Sunday, February 28, 2010

PNG on the brink of dictatorship rule

- Attorney General warns of immature politicians and powerful multi-national corporations colluding to interfere in the third arm of government.


- All ingredients for a maturing dictatorship are already present in PNG



By BENNY SANDEKA

JUDGES of the National and Supreme Courts in Papua New Guinea (PNG) have been told in no uncertain terms this week that the independence of the third arm of government is being question in the public arena and fears the last bastion of the country's democracy may become a joke within the next 30 years.

Attorney General, Dr. Allan Marat told a ceremonial court sitting in Port Moresby this week that "there are very serious issues being raised in court cases, the media and homes" about the independence of the judges relating to "conflict of interest" issues.

The Attorney General said: "Instances of conflict of interest and independence of judges are numerous. Some have been reported in judgments, some have been addressed administratively within the judiciary itself and some are tormenting the conscience of some judges."

"There are signs of maturing dictatorship in PNG and PNG has all the ingredients of corporatocracy, namely major corporations, international banks and colluding governments.

"The influx of mercenaries occur as a matter of course. Manipulation by outside political and commercial interests is increasing and mercenaries have been brought into PNG under the guise of consultants."

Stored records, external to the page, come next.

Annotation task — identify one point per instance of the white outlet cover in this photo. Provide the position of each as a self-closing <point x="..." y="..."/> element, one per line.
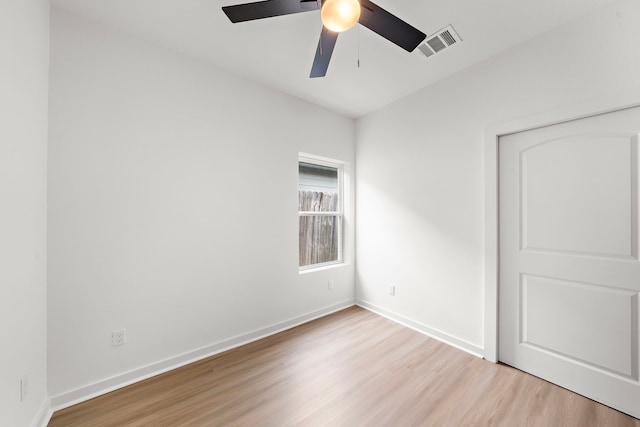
<point x="118" y="337"/>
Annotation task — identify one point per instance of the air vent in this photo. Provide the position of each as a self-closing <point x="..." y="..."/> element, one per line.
<point x="439" y="41"/>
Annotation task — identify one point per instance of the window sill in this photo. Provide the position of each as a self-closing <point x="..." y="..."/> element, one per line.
<point x="321" y="267"/>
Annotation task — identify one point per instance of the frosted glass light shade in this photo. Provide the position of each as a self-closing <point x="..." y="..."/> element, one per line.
<point x="340" y="15"/>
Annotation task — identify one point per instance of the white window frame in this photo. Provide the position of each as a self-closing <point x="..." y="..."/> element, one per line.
<point x="339" y="165"/>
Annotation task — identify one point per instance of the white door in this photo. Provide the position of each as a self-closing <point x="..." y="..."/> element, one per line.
<point x="569" y="267"/>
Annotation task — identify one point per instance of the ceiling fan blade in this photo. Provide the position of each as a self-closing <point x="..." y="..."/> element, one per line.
<point x="267" y="9"/>
<point x="390" y="26"/>
<point x="323" y="52"/>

The Attorney General said, these developments are hair-raising and called on the courts to be wary of these developments and begin to design appropriate judicial attitudes to address them when they are presented in the court of law.

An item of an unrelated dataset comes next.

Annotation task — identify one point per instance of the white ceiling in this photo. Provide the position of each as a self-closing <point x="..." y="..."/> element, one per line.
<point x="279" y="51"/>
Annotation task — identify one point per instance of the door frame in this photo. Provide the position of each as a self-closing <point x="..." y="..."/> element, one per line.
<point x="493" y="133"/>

"There is a trend developing in PNG and the courts must be cognizant of it. More and more young, greedy and immature so-called leaders through their association with foreign economic hit men are becoming greedy and have sold this country to multi-million corporations," the Justice Minister said.

"There is now so much foreign interest at stake in this country. And unless the law enforcers, including the courts wake up to this development....our judiciary is going to be a joke to this corporatocracy in the next 30 to 50 years."

Dr Marat says, closely related to the issue of independence of the judiciary is the undue delays in the delivery of judgments in cases.

"When these young, greedy and immature so-called leaders are referred to the courts for obvious failures to observe the rule of law, their cases come before the courts and then, what happens?"

The Attorney General said judgments are delayed as dates are stretched out for far too long and these immature, greedy so-called leaders continue to govern a people who are crying for justice.

Dr. Marat said, a judge who delays a ruling, is responsible to some extent for additional problems emanating from delayed judgments. He says, such behviour will only entrench corporatocracy in PNG and erode the respect people have for the courts in this country.

"In these circumstance, your honours must take effective measures to defend the mineral, energy and other resources of PNG by handing down judgments as quickly as possible.

"Your decisions whether to reserve judgment for a long period of time or not must be inspired soley by the need to protect national interests and in the unrestricted defense of PNG's sovereign rights," Dr. Marat said.